Tapi, khusus untuk kasus hukum saya, Pak Jokowi menolaknya mentah-mentah. Beliau tak mau bertindak licik dengan menerima transaksi barter saya. Payah juga, kan? Menurutnya, apa pun kondisinya, hukum tetap harus berjalan. Semua harus sama katanya di mata hukum. Ampun saya.
Meski begitu, tetap saja akan saya upayakan rencana dukungan saya ini. Kalau bisa, saya akan gelontorkan dana habis-habisan untuk memenangkan beliau. Karena, dengan begitu, saya yakin kelak juga Pak Jokowi akan memberi sedikit hatinya pada saya. Tidak mungkinlah Pak Jokowi setega itu sama orang yang pernah memberinya bantuan. Saya yakin itu.
Kalau nanti Pak Jokowi tetap bersikukuh pada prinsipnya, apa itu tidak akan merugikan Pak Hary Tanoe?
Matilah saya kalau begitu. Akan rugi besar saya. Tapi mau gimana lagi, hanya itu yang bisa saya harapkan. Sudahlah. Yang terpenting itu kan usaha.

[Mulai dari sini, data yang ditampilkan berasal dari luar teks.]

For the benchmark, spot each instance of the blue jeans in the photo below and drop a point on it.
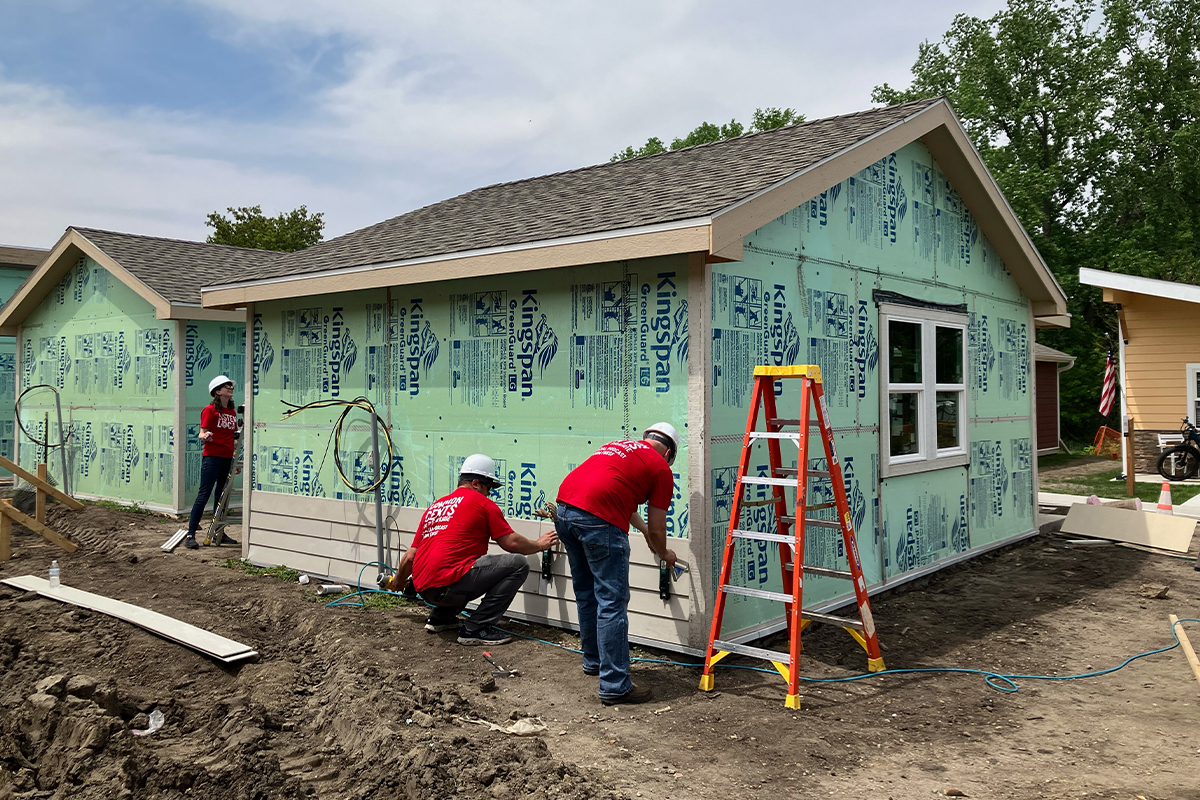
(214, 471)
(497, 577)
(599, 557)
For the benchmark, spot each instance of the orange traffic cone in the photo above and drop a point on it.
(1164, 499)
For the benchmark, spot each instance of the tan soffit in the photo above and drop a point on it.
(22, 256)
(719, 236)
(64, 256)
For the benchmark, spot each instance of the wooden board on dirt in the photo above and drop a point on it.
(168, 627)
(1146, 528)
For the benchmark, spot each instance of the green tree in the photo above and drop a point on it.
(1146, 214)
(765, 119)
(1035, 86)
(249, 227)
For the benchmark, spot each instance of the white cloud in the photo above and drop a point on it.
(438, 98)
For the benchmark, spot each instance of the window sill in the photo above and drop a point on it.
(924, 465)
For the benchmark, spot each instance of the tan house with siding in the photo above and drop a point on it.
(1159, 358)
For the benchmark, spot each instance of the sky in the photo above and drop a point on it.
(145, 116)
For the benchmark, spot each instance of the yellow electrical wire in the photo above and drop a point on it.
(360, 403)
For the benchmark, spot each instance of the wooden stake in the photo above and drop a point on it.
(29, 477)
(1131, 485)
(48, 534)
(5, 537)
(1186, 645)
(40, 507)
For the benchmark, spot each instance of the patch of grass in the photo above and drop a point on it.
(281, 571)
(113, 505)
(1104, 486)
(1055, 461)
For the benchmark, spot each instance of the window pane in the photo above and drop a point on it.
(904, 340)
(947, 420)
(903, 429)
(949, 355)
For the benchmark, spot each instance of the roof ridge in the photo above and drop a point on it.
(694, 146)
(179, 241)
(609, 164)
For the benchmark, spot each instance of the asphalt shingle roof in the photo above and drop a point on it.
(672, 186)
(174, 268)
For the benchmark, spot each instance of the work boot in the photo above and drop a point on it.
(487, 636)
(636, 695)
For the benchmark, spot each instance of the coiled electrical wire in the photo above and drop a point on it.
(16, 408)
(364, 404)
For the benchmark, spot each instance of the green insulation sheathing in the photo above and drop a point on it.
(10, 281)
(537, 370)
(113, 364)
(804, 294)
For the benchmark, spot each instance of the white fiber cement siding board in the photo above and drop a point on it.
(339, 537)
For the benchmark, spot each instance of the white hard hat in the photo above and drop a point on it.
(220, 380)
(666, 429)
(481, 465)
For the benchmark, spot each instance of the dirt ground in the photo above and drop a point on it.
(357, 703)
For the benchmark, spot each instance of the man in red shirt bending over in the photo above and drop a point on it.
(449, 560)
(597, 504)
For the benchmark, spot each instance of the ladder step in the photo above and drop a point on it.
(813, 421)
(831, 573)
(778, 596)
(769, 481)
(840, 621)
(792, 470)
(754, 653)
(766, 537)
(813, 523)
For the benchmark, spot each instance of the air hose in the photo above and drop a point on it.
(997, 680)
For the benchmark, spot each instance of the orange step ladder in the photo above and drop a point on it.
(790, 530)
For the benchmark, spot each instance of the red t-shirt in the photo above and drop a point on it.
(616, 480)
(455, 531)
(223, 425)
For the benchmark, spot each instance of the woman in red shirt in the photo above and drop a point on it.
(219, 431)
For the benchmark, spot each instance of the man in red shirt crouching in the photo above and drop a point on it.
(449, 560)
(597, 504)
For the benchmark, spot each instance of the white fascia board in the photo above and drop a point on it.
(1135, 284)
(696, 222)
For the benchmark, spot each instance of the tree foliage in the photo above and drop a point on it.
(249, 227)
(1087, 116)
(765, 119)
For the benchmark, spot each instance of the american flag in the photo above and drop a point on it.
(1109, 392)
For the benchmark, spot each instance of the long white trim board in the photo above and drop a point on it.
(1147, 528)
(166, 626)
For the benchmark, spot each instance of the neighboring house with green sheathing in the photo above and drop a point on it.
(539, 319)
(16, 264)
(112, 322)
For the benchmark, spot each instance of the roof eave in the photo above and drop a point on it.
(58, 262)
(667, 239)
(1137, 284)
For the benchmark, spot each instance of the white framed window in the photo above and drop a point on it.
(923, 392)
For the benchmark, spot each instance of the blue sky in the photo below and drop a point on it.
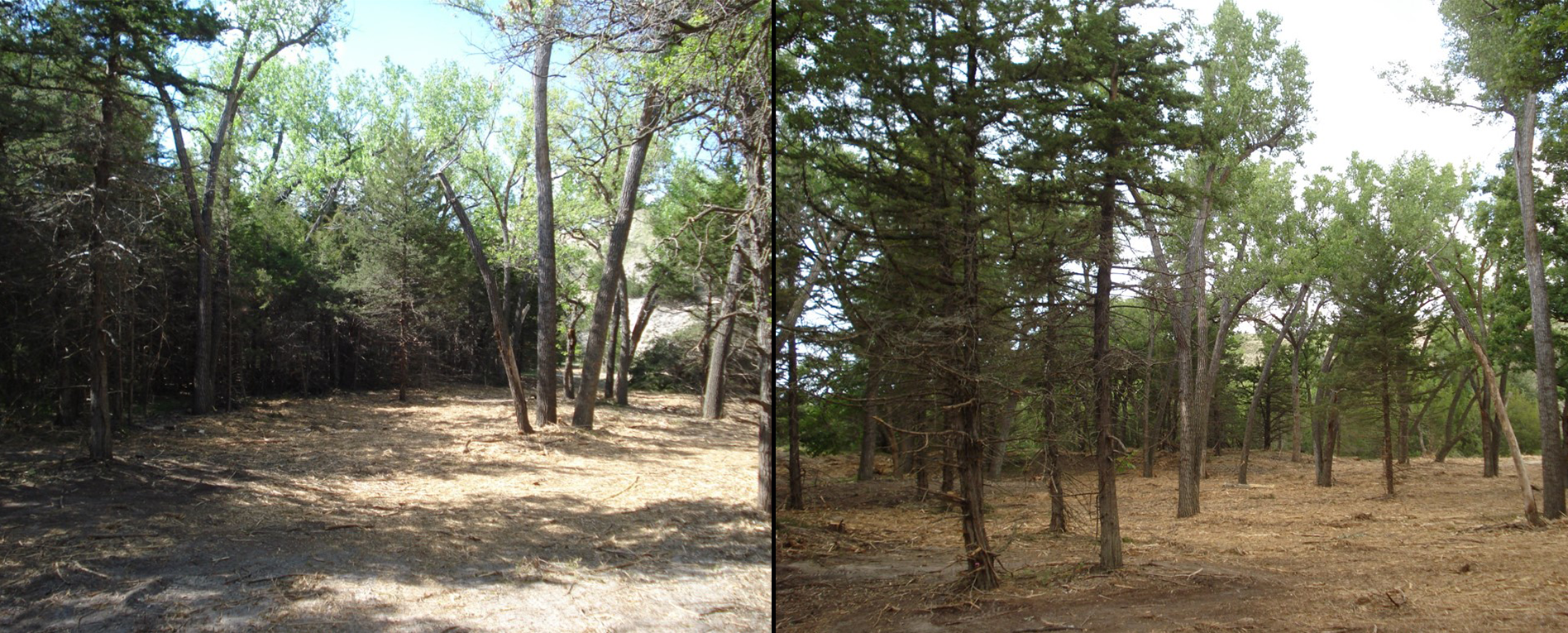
(413, 33)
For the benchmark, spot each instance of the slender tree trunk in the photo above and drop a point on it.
(794, 501)
(615, 248)
(614, 344)
(719, 351)
(1004, 431)
(1251, 409)
(1531, 514)
(1326, 428)
(502, 328)
(624, 368)
(1296, 402)
(1451, 431)
(869, 410)
(1388, 435)
(1148, 395)
(1552, 467)
(1402, 448)
(571, 357)
(1104, 458)
(544, 404)
(1059, 501)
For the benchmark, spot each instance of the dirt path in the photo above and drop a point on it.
(1446, 554)
(358, 512)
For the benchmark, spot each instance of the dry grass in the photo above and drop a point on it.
(360, 512)
(1447, 552)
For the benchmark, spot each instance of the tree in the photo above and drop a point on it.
(1515, 52)
(108, 46)
(265, 31)
(1255, 99)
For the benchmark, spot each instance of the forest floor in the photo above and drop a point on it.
(1447, 552)
(361, 512)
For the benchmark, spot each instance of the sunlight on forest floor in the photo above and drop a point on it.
(360, 512)
(1449, 552)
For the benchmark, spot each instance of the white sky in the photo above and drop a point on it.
(1347, 43)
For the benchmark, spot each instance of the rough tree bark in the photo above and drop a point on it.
(1263, 386)
(719, 349)
(1324, 428)
(614, 252)
(624, 367)
(544, 395)
(1104, 458)
(1552, 467)
(502, 328)
(1531, 514)
(869, 409)
(794, 500)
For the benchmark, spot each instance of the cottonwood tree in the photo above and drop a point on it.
(1513, 50)
(1255, 99)
(105, 50)
(265, 29)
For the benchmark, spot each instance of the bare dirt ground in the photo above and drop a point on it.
(360, 512)
(1447, 552)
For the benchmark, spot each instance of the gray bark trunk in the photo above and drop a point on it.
(614, 252)
(544, 404)
(1531, 514)
(714, 386)
(1552, 465)
(502, 328)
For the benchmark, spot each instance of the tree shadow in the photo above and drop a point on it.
(289, 514)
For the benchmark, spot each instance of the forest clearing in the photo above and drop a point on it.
(362, 512)
(1447, 554)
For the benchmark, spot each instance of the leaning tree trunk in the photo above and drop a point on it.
(1531, 514)
(869, 409)
(624, 367)
(614, 252)
(499, 323)
(1263, 386)
(794, 501)
(544, 404)
(615, 338)
(1552, 477)
(714, 388)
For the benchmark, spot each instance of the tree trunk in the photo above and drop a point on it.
(1148, 395)
(794, 501)
(1531, 514)
(1104, 458)
(869, 410)
(582, 415)
(1451, 431)
(571, 357)
(717, 352)
(1251, 409)
(1324, 428)
(615, 335)
(1552, 477)
(500, 327)
(544, 404)
(1059, 501)
(1388, 437)
(1296, 401)
(624, 368)
(1004, 431)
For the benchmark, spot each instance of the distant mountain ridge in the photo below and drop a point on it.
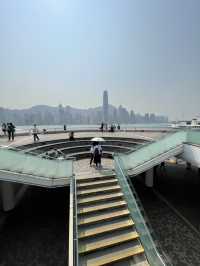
(54, 115)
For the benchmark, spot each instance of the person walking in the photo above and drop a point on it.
(100, 155)
(97, 155)
(4, 128)
(92, 153)
(35, 133)
(9, 131)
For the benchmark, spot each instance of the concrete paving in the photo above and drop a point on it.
(22, 140)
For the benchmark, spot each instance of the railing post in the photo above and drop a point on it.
(149, 176)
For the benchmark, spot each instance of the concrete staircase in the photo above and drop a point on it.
(106, 232)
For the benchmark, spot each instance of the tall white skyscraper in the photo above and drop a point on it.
(105, 107)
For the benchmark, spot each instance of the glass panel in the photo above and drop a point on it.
(151, 251)
(18, 162)
(193, 137)
(152, 150)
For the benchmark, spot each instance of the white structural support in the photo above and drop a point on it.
(149, 175)
(155, 161)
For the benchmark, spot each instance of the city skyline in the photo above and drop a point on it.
(106, 113)
(145, 52)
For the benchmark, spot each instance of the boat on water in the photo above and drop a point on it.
(193, 124)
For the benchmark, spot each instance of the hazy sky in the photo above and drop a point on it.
(146, 53)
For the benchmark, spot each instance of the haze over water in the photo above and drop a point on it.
(145, 53)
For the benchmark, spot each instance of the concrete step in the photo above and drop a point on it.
(106, 228)
(120, 254)
(95, 191)
(102, 207)
(103, 217)
(100, 183)
(94, 178)
(109, 241)
(99, 198)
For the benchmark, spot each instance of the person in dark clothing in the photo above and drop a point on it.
(4, 128)
(12, 131)
(9, 131)
(102, 126)
(71, 135)
(35, 133)
(97, 155)
(92, 153)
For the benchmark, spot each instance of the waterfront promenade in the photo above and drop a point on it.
(23, 140)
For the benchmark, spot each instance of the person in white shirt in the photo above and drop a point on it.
(97, 155)
(35, 133)
(91, 153)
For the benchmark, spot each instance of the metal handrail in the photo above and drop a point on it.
(75, 224)
(152, 254)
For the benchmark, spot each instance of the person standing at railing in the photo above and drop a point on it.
(4, 128)
(35, 133)
(12, 126)
(11, 131)
(92, 153)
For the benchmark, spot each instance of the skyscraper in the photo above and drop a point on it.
(105, 107)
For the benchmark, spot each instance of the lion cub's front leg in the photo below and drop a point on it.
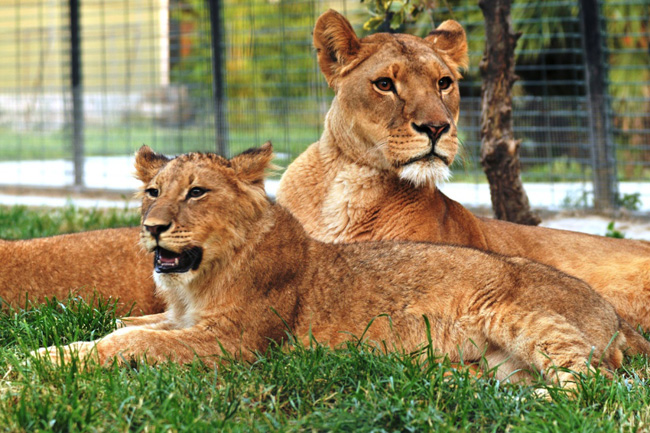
(151, 344)
(150, 320)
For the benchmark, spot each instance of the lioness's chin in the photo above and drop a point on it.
(425, 173)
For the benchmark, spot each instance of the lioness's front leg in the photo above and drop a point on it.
(154, 345)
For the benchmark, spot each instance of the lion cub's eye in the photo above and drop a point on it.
(196, 192)
(444, 83)
(384, 84)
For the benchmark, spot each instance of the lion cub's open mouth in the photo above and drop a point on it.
(166, 262)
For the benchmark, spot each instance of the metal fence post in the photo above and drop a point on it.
(603, 152)
(218, 79)
(77, 94)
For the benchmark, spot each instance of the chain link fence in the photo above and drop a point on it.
(146, 74)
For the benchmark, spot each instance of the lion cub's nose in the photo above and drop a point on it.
(157, 229)
(433, 131)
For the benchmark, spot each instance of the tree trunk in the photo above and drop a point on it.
(499, 149)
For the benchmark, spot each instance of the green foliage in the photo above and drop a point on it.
(21, 222)
(629, 201)
(582, 200)
(309, 388)
(612, 232)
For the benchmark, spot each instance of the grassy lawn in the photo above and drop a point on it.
(305, 389)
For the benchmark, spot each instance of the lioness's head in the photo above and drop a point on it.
(397, 99)
(196, 207)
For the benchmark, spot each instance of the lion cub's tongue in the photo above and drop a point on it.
(167, 259)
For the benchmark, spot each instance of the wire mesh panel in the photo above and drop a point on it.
(33, 86)
(628, 59)
(148, 77)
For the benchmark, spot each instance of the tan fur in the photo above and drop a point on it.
(259, 268)
(349, 186)
(108, 262)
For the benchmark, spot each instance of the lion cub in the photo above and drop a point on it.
(236, 270)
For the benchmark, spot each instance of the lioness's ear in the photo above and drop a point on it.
(336, 44)
(449, 41)
(251, 164)
(148, 163)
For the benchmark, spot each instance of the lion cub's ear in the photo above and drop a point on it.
(148, 163)
(336, 44)
(250, 165)
(449, 41)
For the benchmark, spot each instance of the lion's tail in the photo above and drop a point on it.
(636, 343)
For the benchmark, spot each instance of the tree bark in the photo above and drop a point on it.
(499, 148)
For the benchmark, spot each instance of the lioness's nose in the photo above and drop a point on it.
(433, 131)
(156, 230)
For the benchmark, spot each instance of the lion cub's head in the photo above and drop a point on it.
(397, 99)
(197, 207)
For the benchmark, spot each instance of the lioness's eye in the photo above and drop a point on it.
(444, 83)
(384, 84)
(196, 192)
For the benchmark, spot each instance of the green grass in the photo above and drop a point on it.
(316, 389)
(21, 222)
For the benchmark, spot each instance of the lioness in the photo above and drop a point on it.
(390, 134)
(237, 271)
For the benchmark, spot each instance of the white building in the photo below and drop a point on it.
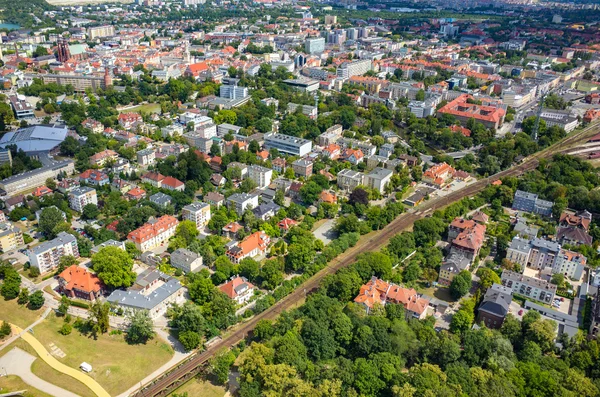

Hasilnya nanti, biar itu urusan nanti sajalah.
Kan ada Pak Prabowo, kenapa tidak meminta bantuan ke sana, Pak?
Prabowo? Bisa apa dia? Untuk maju di Pilpres 2019 saja, partai dan pengikutnya harus mengais-ngais dukungan yang lain dulu. Tak cukup hanya dengan Gerindra, PKS, ditambah PAN. Makanya, di diplomasi nasi goreng mereka kemarin, Prabowo harus berselingkuh dengan SBY. Suara Demokrat yang benar-benar bisa ia dapatkan. Itu pun kalau cukup.
Lagi pula, yang membuat Prabowo besar itu kan saya. Saya yang kasih dia dana waktu nyapres tahun 2014. Saya juga yang keluarkan dana untuk memenangkan paslon usungan Gerindra, Anies-Sandi, di Pilkada DKI Jakarta kemarin. Tanpa saya, bisa apa dia? Masa saya harus meminta dukungan ke orang yang tidak bisa berbuat apa-apa tanpa saya? Ngaco aja kamu ini.
Oh ya, kan ada massa aksi yang dulu bela Islam itu, Pak. Kenapa tidak coba minta bantuan ke mereka saja kalau begitu? Pak Hary kan masih berpengaruh kuat, setidaknya memegang pimpinan-pimpinannya. Kenapa tidak gunakan itu saja, Pak?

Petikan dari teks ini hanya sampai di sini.